Ivonescimab, a revolutionary bispecific antibody developed by Akeso Biopharma, merges PD-1 immunotherapy blockade with anti-VEGF angiogenesis inhibition in one innovative formulation. Akeso's collaboration with Summit Therapeutics in December 2022 led to the licensing of ivonescimab's exclusive rights for development and commercialization in key markets, while Akeso retains control in other regions, including China.

A pivotal Phase III (HARMONi-A trial) is currently underway, assessing ivonescimab combined with chemotherapy in EGFR-mutated, locally advanced, or metastatic non-squamous NSCLC patients who have progressed after third-generation EGFR TKI treatment. Enrollment is expected to conclude in the latter half of 2024.

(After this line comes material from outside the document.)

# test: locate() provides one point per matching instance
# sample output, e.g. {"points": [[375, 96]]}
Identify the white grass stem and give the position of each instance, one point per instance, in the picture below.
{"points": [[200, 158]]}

In May 2024, the National Medical Products Administration (NMPA) approved Ivonescimab in combination with chemotherapy for use in patients with EGFR mutated, locally advanced or metastatic non-squamous non-small cell lung cancer (NSCLC) who have progressed after treatment with an EGFR tyrosine kinase inhibitor (TKI). This is the first approval for ivonescimab by any regulatory authority. The approval for ivonescimab was based on the trial called HARMONi-A trial. Ivonescimab is not approved by any regulatory authority in Summit’s license territories, which includes the United States, as well as, Canada, Europe, and Japan.

The first set of data in EGFR-mutant NSCLC was shared in an abstract ahead of the American Society of Clinical Oncology (ASCO) conference, showing that, a total of 322 patients were randomized (161 to the ivonescimab plus chemotherapy arm, 161 to the placebo plus chemotherapy arm). As of March 10, 2023, the median follow-up time was 7.89 months. PFS was significantly improved in the ivonescimab plus chemotherapy arm. Median PFS by IRRC was 7.06 months in the ivonescimab arm versus 4.80 months in the chemotherapy arm. The prespecified subgroup analysis showed PFS benefit favoring patients receiving ivonescimab over placebo across almost all subgroups, including in patients who progressed on the third-generation EGFR-TKIs therapy, those with brain metastases, those with EGFR mutation of deletion 19 and individuals with T790M mutation positive. The ORR were 50.6% and 35.4%, respectively. Grade ≥3 TEAEs occurred in 99 (61.5%) patients versus 79 (49.1%) patients.

KOL insights

“Ivonescimab (a PD-1 and VEGF bispecific antibody) showed benefit for patients with EGFR+ tumors not responding to TKIs.” –Expert Opinion.

“We are excited to continue to develop ivonescimab with appropriate, accelerated pace and with the intent to make a significant difference for those patients who may benefit most from new, innovative therapies in lung cancer and other solid tumors.”–Expert Opinion.

Conclusion-

NSCLC's evolution into a biomarker-driven market is evident, with EGFR standing out as a lucrative segment. In 2023, out of the 230,000 yearly NSCLC cases, approximately 15% have EGFR mutation, with a total market size of EGFR NSCLC to be approximately USD 2 billion in the US. DelveInsight's assessment suggests this figure will likely surge with the anticipated introduction of novel therapies, signaling growth in the forecast period. 

Ivonescimab plus chemotherapy showcased a notable advancement in progression-free survival (PFS) alongside a well-managed safety profile in patients previously unresponsive to EGFR-TKI treatments. Initial data presented in an abstract before the ASCO conference unveiled a median PFS of 7.06 months with ivonescimab plus chemotherapy, compared to 4.80 months for the control group. Despite this promising outcome, Summit experienced a significant downturn, with shares plummeting over 20%, marking one of the largest biotech losses before the cancer conference. Nevertheless, these findings prompted approval for the ivonescimab-chemotherapy regimen in China this month, where Akeso holds marketing rights. Summit had previously licensed the bispecific antibody in the US, Canada, EU, and Japan in 2022.